Often city dwellers, whether they live in Madrid, Edinburgh, Berlin or Milan, feel they have more in common with each other than they do with country folk from their own member state.

“We have the same preoccupations,” says Jean Rochet of the 66-member Association of European Metropolitan Cities (Eurocities). “The biggest urban areas often find themselves with the same problems: safety, immigration, education and so on.”

Marketing companies have already identified the emergence of a 'European consumer'. Benetton, Pepe Jeans and Lufthansa - to name just a few - market their products almost identically across the EU. While fast-moving consumer goods, particularly aimed at the young, tend to make up the bulk of these Euro-products, services aimed at business executives are also becoming more and more homogenous.

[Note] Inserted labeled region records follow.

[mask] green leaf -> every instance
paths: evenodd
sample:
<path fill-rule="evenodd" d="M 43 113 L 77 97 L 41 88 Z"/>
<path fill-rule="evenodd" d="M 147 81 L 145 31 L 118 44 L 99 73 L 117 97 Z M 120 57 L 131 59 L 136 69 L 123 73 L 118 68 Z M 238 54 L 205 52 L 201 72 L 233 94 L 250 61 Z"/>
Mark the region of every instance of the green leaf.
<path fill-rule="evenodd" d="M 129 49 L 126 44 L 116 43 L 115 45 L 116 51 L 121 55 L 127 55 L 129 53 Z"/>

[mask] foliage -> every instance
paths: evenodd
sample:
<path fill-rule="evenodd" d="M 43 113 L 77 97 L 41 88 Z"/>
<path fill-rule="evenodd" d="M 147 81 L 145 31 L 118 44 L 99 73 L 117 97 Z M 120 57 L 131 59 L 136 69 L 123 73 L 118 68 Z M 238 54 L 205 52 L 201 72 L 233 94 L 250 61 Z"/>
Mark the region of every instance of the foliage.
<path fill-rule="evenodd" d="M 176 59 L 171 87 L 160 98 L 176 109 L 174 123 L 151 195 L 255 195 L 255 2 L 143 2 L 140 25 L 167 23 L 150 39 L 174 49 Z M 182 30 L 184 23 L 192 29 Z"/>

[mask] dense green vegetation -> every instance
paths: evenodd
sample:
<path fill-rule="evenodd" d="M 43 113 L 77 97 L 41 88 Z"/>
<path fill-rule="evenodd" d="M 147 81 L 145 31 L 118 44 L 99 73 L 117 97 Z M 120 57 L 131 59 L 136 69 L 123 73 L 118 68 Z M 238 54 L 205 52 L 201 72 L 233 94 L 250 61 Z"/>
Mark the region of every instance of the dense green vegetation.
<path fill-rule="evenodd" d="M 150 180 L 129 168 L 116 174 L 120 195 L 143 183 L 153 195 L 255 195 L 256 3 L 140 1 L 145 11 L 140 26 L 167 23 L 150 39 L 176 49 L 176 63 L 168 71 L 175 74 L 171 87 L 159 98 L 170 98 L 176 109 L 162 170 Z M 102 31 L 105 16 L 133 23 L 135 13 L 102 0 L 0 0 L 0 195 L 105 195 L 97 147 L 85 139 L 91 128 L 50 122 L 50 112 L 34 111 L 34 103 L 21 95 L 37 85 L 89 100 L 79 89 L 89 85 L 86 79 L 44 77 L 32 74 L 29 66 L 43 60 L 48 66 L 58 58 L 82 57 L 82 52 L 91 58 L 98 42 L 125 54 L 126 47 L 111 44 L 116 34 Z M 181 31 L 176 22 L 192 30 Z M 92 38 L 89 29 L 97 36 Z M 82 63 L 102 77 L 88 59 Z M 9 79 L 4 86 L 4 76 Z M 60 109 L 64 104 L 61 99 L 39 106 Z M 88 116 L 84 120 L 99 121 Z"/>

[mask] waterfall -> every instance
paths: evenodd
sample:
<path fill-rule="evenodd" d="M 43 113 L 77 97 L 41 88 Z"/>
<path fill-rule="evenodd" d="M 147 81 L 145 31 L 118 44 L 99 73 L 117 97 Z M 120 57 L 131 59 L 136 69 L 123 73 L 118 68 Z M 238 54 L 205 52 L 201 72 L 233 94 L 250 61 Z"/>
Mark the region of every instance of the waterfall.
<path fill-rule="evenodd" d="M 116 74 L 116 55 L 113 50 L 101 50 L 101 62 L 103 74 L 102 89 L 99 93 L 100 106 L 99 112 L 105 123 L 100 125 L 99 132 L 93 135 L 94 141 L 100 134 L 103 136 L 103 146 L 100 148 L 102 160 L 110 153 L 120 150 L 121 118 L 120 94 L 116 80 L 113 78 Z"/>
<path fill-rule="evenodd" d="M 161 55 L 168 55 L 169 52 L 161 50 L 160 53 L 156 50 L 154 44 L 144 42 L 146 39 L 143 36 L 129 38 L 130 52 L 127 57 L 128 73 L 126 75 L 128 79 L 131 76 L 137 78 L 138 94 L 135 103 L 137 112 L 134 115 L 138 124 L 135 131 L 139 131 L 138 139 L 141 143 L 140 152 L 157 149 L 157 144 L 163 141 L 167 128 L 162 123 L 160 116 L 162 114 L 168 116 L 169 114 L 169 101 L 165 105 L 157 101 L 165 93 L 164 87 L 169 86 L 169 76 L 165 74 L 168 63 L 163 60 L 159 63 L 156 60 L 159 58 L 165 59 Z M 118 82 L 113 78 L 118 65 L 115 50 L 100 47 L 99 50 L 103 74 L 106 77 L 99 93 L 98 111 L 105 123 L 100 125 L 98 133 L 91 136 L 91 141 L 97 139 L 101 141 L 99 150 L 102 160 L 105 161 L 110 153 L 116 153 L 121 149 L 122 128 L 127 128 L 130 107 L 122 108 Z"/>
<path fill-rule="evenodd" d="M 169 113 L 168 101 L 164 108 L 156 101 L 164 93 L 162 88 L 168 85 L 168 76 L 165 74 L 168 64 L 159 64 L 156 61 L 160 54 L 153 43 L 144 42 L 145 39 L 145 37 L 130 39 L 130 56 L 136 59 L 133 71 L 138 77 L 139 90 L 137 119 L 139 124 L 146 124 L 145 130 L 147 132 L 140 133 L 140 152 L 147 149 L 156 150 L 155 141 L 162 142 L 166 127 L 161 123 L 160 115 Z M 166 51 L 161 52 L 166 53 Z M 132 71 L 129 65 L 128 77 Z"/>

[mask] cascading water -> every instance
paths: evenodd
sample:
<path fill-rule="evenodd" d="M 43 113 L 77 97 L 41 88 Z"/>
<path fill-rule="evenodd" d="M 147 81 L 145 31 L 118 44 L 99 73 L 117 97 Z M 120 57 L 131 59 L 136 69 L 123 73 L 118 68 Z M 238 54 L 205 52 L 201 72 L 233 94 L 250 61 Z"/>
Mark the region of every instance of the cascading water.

As a result, Europe's cities are networking as never before. Apart from Eurocities, a swathe of other groupings including Quartiers en Crise, Eurométropoles, Commission Four of the Committee of the Regions and Capital Cities have sprung up to lobby for them.

Even the networks have started to network. Eurocities President Walter Vitali and Pierre Mauroy of Eurométropoles agreed in October to merge the two organisations and find a joint home for their secretariats.

The European Commission, in the guise of a series of directorates-general from regional affairs to telecommunications, is actively encouraging a development that it feels makes a reality of the theoretical single market. In a study published in 1992, the Commission rejected the idea that a single 'urban hierarchy' had appeared in Europe. Instead, a series of overlapping hierarchies of cities in the 'old core', the 'new core' and the 'periphery' of the EU had started to emerge.

However, common phenomena could be identified: growing average prosperity in many cities, but also the increasing self-segregation of different social classes and ethnic groups, and rising crime.

For Walter Vitali, mayor of Bologna and president of Eurocities, these various challenges highlight the common financial needs of cities. “These problems are becoming increasingly difficult to cope with in view of both the persistent financial difficulties faced by local government and the accumulated delays in the setting up of telematics and transport networks, which alone will permit us to rebuild and develop our urban structures while taking into account the quality of life,” he told a recent conference.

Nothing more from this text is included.